Bereits grössere Skigebiete bringt die vorgeschlagene Beschränkung der Skigäste auf 80 Prozent respektive zwei Drittel der Gäste gegenüber den Vorjahren ins Schlingern. Matthias In-Albon (35), Direktor der Bergbahnen Destination Gstaad BE, sagt zu BLICK: «Wir haben jeweils erst am Abend eine Auswertung der Gästezahl im Gebiet, eine Prozentreduktion ist nicht durchführbar.»

Das Skigebiet habe – wie etliche andere auch – viele Eintrittsorte und könne die Zahl der Gäste nicht in Echtzeit erfassen. «Mehrtageskarten- und Saisonabonnements-Besitzern können wir zudem nicht den Zutritt verwehren», betont er.

Eigene realisierbare Beschränkungen

Gstaad hat auf diese Wintersaison hin unabhängig von Corona eine eigene Gäste-Beschränkung für Spitzentage eingeführt. Man wolle keine Tagespässe verkaufen für stundenlanges Anstehen. Das Kontingent des sehr variablen Tageskartenverkaufs wurde deshalb auf 5000 pro Tag limitiert. Letzte Saison zeigte, dass sich erst ab 5000 Tagesbesuchern Warteschlangen bildeten.

Laut In-Albon würde es selbst über die Feiertage nur an einzelnen Toptagen wie etwa dem 27. Dezember und dem 2. Januar ohne Limiten wirklich eng werden.

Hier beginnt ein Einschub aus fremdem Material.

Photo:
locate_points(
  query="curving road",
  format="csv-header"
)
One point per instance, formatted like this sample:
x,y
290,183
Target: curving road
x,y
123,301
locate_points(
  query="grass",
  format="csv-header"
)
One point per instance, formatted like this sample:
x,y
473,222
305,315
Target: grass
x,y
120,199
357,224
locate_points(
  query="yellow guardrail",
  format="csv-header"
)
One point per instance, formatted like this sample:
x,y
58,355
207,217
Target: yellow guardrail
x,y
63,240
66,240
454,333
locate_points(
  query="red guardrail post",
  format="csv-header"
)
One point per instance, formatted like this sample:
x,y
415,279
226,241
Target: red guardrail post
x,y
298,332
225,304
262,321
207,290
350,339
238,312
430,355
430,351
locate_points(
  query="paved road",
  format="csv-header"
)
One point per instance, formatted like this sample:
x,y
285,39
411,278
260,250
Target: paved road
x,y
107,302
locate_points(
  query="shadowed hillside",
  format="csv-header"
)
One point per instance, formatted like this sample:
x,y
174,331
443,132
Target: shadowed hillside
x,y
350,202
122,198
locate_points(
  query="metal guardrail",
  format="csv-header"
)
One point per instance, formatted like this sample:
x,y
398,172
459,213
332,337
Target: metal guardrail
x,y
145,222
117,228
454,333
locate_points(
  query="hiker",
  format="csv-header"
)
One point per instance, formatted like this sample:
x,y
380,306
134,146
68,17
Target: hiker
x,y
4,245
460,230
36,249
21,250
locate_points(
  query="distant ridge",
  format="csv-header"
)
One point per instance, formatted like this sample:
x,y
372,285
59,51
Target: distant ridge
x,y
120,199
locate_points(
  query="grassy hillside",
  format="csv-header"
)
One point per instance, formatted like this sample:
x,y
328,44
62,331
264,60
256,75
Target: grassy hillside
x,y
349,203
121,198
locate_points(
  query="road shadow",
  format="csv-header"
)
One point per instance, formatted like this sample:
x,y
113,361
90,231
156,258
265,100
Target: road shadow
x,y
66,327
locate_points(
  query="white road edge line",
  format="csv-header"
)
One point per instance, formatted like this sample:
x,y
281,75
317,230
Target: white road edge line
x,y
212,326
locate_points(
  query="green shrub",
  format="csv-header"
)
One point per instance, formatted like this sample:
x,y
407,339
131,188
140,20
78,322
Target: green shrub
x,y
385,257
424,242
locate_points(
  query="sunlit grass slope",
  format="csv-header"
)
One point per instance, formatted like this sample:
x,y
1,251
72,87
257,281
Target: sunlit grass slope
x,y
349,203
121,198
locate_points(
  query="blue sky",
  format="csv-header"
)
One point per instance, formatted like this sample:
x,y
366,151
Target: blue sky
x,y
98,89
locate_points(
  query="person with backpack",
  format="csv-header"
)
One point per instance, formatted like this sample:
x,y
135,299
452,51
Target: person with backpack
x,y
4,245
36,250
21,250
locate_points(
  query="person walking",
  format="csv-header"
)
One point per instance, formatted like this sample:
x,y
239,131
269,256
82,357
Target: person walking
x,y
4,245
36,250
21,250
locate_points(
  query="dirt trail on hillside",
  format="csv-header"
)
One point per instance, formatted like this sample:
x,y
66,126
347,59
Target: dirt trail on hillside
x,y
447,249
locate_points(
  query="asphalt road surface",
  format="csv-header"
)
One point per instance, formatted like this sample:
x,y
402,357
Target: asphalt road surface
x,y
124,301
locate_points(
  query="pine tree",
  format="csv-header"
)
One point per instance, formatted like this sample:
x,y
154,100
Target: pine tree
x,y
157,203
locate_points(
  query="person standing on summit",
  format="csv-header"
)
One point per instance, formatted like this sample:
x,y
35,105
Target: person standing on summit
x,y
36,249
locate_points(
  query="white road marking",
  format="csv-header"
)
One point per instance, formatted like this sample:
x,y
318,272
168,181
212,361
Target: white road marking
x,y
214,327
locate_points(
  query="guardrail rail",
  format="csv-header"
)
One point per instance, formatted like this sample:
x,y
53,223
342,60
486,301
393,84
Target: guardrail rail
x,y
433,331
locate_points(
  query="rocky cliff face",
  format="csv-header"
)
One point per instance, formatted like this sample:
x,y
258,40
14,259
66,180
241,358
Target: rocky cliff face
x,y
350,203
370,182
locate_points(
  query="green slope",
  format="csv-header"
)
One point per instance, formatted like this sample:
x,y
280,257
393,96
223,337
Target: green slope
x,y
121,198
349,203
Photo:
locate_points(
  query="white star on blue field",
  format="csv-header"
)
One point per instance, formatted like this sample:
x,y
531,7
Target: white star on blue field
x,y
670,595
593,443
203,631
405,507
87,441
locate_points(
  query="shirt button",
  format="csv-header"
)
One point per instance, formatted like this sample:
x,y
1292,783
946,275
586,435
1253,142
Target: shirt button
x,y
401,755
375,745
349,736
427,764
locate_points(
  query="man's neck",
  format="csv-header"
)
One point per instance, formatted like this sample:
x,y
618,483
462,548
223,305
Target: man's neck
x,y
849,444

Sein Fazit: «Die Vorschläge waren wohl gut gemeint, aber bei unseren Bergbahnen und Systemen nicht umsetzbar.»

Gstaad und andere Skigebiete haben diverse Massnahmen für den Corona-Winter eingeführt: Sie lassen die Bahnen länger laufen, setzen auf den Onlineverkauf von Skipässen und Reservationen für Bergrestaurants. Die Bergbahnen wollen nichts anbrennen lassen, die Saison rollt erst an.

Betrieb bereits gefährdet

Im Saastal VS wiederum ist ein Covid-19-Security-Team an den Talstationen im Einsatz, um Menschenansammlungen zu verhindern. Die Vorschläge aus Bern führen in Saas-Fee VS nur zu Kopfschütteln. In kurzer Zeit eine Reservationsplattform zu entwickeln, die für eine geordnete Reduktion der Besucherzahl nötig wäre, sei kaum machbar, erklärt Mattia Storni von Saastal Tourismus.

Angespannt schauen auch die Verantwortlichen der Titlis Bergbahnen auf die neuen Covid-19-Vorgaben aus Bern. Der Druck auf den Bund hat aber zugenommen, seit gestern bekannt wurde, dass Österreich offenbar Hotels und Restaurants in den Bergen über die Feiertage nicht öffnen will.

«Bereits jetzt, vor den zusätzlichen Einschränkungen, ist die Profitabilität unseres Betriebs stark gefährdet», sagt Urs Egli von den Titlis Bergbahnen. Für die Gondel auf den Titlis etwa sei die Kapazität bereits freiwillig um einen Viertel gesenkt worden.

Es sei wichtig, dass die Regelungen für den öffentlichen Verkehr (ÖV) mit gleichen Ellen gemessen werden, betont Egli. Und: «Das Coronavirus erkennt nicht, ob es in einem Zug oder einer Bergbahn ist.»

Wenn, dann sei der zweite Berset-Vorschlag mit einer Kapazitätsbegrenzung auf 80 Prozent des Durchschnitts der Weihnachtsfeiertage in den letzten fünf Jahren passabler. Aber in Engelberg frage man sich schon, warum diese Beschränkung im ÖV kein Thema sei.

Gästebeschränkung allein verhindert keine Ansammlungen

Widerstand rufen die Vorschläge auch in der Skidestination Swiss Alps in Andermatt UR hervor. Da Andermatt-Sedrun die Bahnkapazitäten die letzten zwei Jahre massiv ausgebaut habe, wäre eine Begrenzung gegenüber der letzten fünf Jahre eine wirtschaftliche Katastrophe, erklärt Andermatt-Swiss-Alps-Sprecher Stefan Kern.

Die Variante mit Reduktion auf zwei Drittel der Gäste gegenüber den Spitzen-Feiertagen des Vorjahres wäre knapp akzeptabel. Das Skigebiet sei zwar technisch ausgerüstet, um die Gästezahl am Berg jederzeit eruieren zu können. Doch wenn alle im Tal seien und anstünden, nütze eine Reduktion der Gäste im Skigebiet sowieso nichts.

Deshalb hat Andermatt diese Saison für die stark besuchte Pendelbahn Andermatt-Gemsstock ein Reservationssystem eingeführt. Nur wer reserviert hat, kriegt einen Platz in der Gondel. Auf der App sehen die Besucher, wann ihr Platz frei wird. «Somit können Menschenansammlungen in der Talstation verhindert werden», führt Kern aus.